Vegetation Health Classification in the Kurdistan Region Using AI and Sentinel-2A Satellite Data
DOI:
https://doi.org/10.31530/cjnst.2026.2.1.3Keywords:
Deep Learning, Environmental Monitoring, Feature Engineering, Machine Learning, NDVI, Remote Sensing, Sentinel-2A, SVM, Vegetation Health ClassificationAbstract
Background: Monitoring climate science is imperative, as it provides the scientific information needed on current changes in the Earth's climate system and their environmental and ecological consequences. However, precisely and scalably classifying vegetation health in heterogeneous semi-arid regions is challenging, particularly with limited labeled data and computational resources.

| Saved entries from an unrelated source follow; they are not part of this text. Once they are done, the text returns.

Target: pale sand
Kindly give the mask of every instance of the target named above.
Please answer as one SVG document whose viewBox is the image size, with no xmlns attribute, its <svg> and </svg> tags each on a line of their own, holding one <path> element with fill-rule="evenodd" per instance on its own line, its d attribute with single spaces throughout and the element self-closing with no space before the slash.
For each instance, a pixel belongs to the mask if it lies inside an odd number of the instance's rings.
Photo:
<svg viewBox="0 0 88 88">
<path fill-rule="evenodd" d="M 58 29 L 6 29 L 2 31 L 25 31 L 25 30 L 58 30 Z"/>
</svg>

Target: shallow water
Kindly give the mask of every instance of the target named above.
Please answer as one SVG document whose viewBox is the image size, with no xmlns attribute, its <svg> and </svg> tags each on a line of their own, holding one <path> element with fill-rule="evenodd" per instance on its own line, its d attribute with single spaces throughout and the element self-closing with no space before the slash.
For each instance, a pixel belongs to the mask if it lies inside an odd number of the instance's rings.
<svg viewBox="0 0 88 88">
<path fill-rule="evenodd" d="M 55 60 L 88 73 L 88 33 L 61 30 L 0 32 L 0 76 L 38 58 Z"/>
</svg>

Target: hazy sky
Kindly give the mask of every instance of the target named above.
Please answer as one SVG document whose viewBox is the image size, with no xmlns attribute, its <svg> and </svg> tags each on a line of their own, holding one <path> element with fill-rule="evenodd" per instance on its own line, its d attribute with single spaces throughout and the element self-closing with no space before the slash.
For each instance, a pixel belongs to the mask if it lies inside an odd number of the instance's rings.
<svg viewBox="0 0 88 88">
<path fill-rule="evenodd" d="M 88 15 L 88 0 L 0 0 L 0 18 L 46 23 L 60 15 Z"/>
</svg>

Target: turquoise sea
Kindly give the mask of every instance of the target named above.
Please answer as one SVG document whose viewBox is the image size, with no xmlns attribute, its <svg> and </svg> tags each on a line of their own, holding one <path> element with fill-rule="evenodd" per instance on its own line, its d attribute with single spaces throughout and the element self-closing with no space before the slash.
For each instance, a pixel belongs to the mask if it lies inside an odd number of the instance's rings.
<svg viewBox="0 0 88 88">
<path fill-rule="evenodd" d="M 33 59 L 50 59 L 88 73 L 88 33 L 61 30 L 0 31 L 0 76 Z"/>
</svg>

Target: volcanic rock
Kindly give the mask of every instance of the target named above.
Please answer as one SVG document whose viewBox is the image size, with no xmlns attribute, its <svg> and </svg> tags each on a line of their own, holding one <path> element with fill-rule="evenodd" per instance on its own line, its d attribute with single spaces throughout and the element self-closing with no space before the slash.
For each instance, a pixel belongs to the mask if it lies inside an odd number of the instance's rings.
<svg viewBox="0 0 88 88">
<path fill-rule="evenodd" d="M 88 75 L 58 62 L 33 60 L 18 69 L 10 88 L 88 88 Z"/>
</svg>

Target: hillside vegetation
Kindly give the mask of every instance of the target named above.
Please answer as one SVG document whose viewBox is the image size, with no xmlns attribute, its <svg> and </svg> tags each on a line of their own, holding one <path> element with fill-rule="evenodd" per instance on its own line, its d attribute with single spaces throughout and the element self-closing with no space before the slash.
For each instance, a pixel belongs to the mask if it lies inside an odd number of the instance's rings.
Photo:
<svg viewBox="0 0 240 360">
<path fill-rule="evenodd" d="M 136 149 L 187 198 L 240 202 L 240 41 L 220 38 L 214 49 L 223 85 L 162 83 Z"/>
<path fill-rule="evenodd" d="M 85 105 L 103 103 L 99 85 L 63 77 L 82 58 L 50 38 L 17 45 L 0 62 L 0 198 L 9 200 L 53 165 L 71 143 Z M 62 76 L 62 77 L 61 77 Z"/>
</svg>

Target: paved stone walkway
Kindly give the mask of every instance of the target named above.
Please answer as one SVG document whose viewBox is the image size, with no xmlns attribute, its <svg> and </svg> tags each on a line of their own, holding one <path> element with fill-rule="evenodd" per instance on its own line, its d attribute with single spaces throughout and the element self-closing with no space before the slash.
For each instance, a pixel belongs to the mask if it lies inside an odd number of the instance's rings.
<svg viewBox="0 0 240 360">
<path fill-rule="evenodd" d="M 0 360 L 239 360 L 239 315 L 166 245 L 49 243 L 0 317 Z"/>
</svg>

Aims: This study develops an effective vegetation health classification model using Sentinel-2 imagery and machine learning. This paper examines vegetation health assessment as an ecological indicator of environmental stress, rather than climate change prediction perse.
Methodology: A Support Vector Machine (SVM) classifier was trained using vector histogram features extracted from the Sentinel-2A spectral bands (B2, B3, and B4), and its hyperparameters were tuned via Bayesian optimization to achieve optimal performance. The model was trained and evaluated on 379 images from the Kurdistan Region, belonging to three vegetation health classes (moderately healthy, unhealthy, and dead).
Results: The proposed method achieved 90.79% test accuracy, outperforming Convolutional Neural Network (CNN), Random Forest (RF), and K-Nearest Neighbors (KNN) baselines while maintaining low computational complexity.
Conclusion: These findings highlight the effectiveness of compact spectral representations for accurate and efficient vegetation health classification, supporting scalable monitoring in resource-constrained semi-arid regions.